На солнце наползала тень – все погружалось во тьму: дом, комнаты, мой разум. Конец близок.
– Быстро, пошли со мной! – сказала Минна не матери, не брату, а Дэнни. – Я… я кое-что нашла… Господи боже!
– Что ты нашла? – спросил Трентон.
Минна стояла, пошатываясь и держась за дверной косяк.
Слово, которое она произнесла, ударило меня сильнее, чем если бы все двери в доме разом захлопнулись. Так страшно и больно мне еще никогда не было.
– Ребенка.
– Что?! – воскликнул Дэнни.
– Ребенка, – повторила Минна, сглотнула и резко откинула волосы назад, оставив на щеке пятнышко от грязи. Как слезу. – Ребенка в коробке.
Мебели на кухне уже не было. Даже Паучка упаковали и увезли. И только камин стоял одиноко, как огромный распахнутый в крике рот. Хлопок даже здесь нашел щель в окне, и белые хлопья катались по полу.
Некуда было ее положить. Только на кухонную стойку.
Одеяло наполовину истлело и было поедено насекомыми, от него осталась лишь рваная тряпка. Коробка осталась почти нетронутой – лакированное темное дерево выдержало испытание временем. На крышке даже были до сих пор видны мои инициалы, хотя в других местах краска почти сошла. Я помню, коробочка была желтой с узором из цветов сирени. Мама подарила мне ее на день рождения в семнадцать лет. Я хранила там свою летнюю шляпку, украшенную кружевом, тонким, как паутинка, и пахнущую лавандовой солью.

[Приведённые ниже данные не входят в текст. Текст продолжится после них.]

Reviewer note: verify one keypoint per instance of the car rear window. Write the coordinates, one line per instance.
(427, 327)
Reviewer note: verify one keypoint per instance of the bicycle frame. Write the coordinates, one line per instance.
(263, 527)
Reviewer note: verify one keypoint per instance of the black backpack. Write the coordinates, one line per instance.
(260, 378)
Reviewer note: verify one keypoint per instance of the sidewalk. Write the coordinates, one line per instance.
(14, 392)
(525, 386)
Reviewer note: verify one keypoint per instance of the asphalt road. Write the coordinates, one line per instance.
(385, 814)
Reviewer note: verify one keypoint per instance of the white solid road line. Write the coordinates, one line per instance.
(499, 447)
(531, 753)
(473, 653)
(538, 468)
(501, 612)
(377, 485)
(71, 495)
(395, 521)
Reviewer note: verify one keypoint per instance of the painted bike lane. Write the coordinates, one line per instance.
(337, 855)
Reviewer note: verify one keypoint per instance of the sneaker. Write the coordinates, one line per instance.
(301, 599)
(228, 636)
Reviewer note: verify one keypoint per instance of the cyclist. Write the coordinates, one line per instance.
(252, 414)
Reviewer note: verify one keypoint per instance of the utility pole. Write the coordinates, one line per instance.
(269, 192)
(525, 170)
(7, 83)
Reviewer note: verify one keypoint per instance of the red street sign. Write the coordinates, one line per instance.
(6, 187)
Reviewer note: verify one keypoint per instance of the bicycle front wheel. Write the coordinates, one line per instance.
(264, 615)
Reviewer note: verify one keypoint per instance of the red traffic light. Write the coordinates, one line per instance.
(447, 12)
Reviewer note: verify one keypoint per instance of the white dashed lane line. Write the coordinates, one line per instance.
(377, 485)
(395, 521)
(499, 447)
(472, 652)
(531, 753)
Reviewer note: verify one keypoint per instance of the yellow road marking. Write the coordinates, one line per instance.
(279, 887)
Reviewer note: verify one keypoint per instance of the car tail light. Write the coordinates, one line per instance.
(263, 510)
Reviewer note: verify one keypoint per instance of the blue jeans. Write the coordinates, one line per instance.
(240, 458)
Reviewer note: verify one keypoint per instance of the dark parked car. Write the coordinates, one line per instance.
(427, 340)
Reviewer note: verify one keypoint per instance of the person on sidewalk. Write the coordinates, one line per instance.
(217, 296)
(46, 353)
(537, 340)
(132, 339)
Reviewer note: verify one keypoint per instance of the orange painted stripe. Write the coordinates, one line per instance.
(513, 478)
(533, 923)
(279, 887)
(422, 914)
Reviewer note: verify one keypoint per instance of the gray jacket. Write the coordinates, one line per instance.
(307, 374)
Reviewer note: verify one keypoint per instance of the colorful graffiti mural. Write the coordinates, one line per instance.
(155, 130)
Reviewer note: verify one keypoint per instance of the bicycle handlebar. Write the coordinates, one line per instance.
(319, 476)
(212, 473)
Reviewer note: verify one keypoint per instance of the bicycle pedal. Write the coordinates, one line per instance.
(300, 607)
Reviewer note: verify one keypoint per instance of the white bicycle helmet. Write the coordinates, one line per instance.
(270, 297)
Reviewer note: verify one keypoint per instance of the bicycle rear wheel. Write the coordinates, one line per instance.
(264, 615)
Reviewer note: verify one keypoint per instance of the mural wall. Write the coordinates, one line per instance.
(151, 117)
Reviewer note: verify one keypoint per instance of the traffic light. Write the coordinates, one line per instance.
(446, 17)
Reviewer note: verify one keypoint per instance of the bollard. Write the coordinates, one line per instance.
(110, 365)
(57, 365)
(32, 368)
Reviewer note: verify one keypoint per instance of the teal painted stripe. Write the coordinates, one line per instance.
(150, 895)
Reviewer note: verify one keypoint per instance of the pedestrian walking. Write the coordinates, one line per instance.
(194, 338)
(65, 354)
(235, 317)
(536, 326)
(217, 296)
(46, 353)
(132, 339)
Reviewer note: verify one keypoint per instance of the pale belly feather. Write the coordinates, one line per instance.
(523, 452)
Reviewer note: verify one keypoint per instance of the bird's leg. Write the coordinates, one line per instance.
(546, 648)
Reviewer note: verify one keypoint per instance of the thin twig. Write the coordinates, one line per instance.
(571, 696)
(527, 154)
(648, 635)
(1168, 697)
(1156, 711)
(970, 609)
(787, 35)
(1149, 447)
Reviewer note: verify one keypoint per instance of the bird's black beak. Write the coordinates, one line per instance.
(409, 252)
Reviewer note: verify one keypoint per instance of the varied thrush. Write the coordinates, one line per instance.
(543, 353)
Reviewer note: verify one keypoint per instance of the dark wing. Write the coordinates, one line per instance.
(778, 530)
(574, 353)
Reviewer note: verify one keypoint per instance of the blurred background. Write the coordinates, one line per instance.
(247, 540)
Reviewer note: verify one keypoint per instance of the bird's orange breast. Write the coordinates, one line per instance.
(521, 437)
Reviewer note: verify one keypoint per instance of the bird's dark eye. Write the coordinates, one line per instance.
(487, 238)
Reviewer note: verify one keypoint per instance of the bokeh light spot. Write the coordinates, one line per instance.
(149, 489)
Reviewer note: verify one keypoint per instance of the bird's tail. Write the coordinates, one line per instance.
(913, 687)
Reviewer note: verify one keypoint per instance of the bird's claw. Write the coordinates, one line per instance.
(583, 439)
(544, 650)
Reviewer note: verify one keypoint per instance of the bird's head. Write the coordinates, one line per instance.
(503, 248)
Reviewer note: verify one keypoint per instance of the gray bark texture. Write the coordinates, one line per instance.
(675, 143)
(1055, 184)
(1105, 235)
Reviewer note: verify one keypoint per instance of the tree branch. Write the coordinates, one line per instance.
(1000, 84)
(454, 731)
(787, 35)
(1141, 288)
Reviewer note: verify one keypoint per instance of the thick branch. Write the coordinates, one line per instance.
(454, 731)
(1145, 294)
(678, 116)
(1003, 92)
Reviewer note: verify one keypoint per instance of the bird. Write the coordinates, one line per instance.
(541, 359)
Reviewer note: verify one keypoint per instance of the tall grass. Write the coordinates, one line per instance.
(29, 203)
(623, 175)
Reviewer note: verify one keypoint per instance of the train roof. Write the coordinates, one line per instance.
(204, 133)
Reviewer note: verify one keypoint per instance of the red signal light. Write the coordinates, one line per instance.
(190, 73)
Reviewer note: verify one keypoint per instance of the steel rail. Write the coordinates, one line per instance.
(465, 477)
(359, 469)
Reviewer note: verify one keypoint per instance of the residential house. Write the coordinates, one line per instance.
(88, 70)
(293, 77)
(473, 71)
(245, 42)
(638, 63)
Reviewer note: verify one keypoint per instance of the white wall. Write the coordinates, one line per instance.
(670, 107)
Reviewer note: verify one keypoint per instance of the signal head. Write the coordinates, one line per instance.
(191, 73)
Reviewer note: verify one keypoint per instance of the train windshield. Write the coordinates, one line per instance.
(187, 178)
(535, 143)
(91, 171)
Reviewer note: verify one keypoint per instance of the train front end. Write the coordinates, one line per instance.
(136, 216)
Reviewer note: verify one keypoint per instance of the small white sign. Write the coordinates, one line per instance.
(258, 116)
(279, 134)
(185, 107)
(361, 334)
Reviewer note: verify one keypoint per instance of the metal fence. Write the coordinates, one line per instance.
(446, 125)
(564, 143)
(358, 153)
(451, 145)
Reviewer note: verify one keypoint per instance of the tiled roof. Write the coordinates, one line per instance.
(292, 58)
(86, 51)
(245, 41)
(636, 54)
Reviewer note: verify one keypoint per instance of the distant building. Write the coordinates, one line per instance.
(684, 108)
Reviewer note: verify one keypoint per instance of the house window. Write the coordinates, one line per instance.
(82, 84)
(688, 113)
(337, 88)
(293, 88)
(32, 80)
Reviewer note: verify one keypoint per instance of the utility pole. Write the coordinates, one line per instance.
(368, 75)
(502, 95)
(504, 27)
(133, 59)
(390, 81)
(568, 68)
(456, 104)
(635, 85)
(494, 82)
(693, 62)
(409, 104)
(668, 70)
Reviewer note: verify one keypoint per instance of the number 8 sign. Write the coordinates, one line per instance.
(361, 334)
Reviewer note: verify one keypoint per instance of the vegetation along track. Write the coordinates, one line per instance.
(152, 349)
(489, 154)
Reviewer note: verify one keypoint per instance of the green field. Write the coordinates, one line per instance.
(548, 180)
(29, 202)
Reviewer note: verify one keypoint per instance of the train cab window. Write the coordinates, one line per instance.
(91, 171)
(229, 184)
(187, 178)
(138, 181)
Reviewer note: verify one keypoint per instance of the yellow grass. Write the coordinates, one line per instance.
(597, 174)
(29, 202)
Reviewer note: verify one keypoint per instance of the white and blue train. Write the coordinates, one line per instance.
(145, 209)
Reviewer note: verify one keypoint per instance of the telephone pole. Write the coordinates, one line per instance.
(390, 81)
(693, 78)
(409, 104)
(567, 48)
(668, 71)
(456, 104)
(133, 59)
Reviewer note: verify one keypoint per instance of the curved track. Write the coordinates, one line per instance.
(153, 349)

Я завернула ее в одеяло. Я подумала, что ей будет хорошо и спокойно в красивой желтой коробочке, которая пахла цветами.
У нее были тонкие косточки, как у птенчика, а головка такая маленькая, что умещалась в ладони.
Она была совсем синей, когда вышла наружу, и такой холодной.
Я подумала, что ей будет тепло – в мягком одеяле, в земле под плакучей ивой.
Косточки были очень маленькими. Трентон не верил, что все это происходит на самом деле. Это было как сон. Или чья-то больная шутка.
Но тут Дэнни сказал:
– Черт, черт, черт!
И Трентон понял, что все взаправду.
– Кто… кто мог это сделать? – проговорила Кэролайн. – Трентон, принеси мне выпить. Пожалуйста.
Но Трентон не сдвинулся с места. Головка ребенка была маленькая, размером с яблоко. Казалось, что она рассыплется в прах, если ее коснуться.
– Кто бы ее ни похоронил, это было очень давно, – тихо произнес Дэнни.
– Ее? С чего ты взял, что это девочка? – спросила Минна.
Дэнни приподнял краешек того, что осталось от одеяльца, и показал ей – розовое.
– О Господи! – выдохнула Кэролайн и отвернулась, прижав ладонь ко рту. Трентон почувствовал раздражение: как можно было так делать?
– Это Эми попросила меня копать под ивой, – сказала Минна и пробежалась глазами по комнате, как будто думала, что ее будут осуждать, – она настаивала, ну, вы знаете, она умеет… – Она умоляюще посмотрела на Трентона.
– Что нам теперь делать с этим… с ней? – сказал он и пожалел об этом: ужасные слова! Как будто речь идет о мусоре, от которого надо избавиться.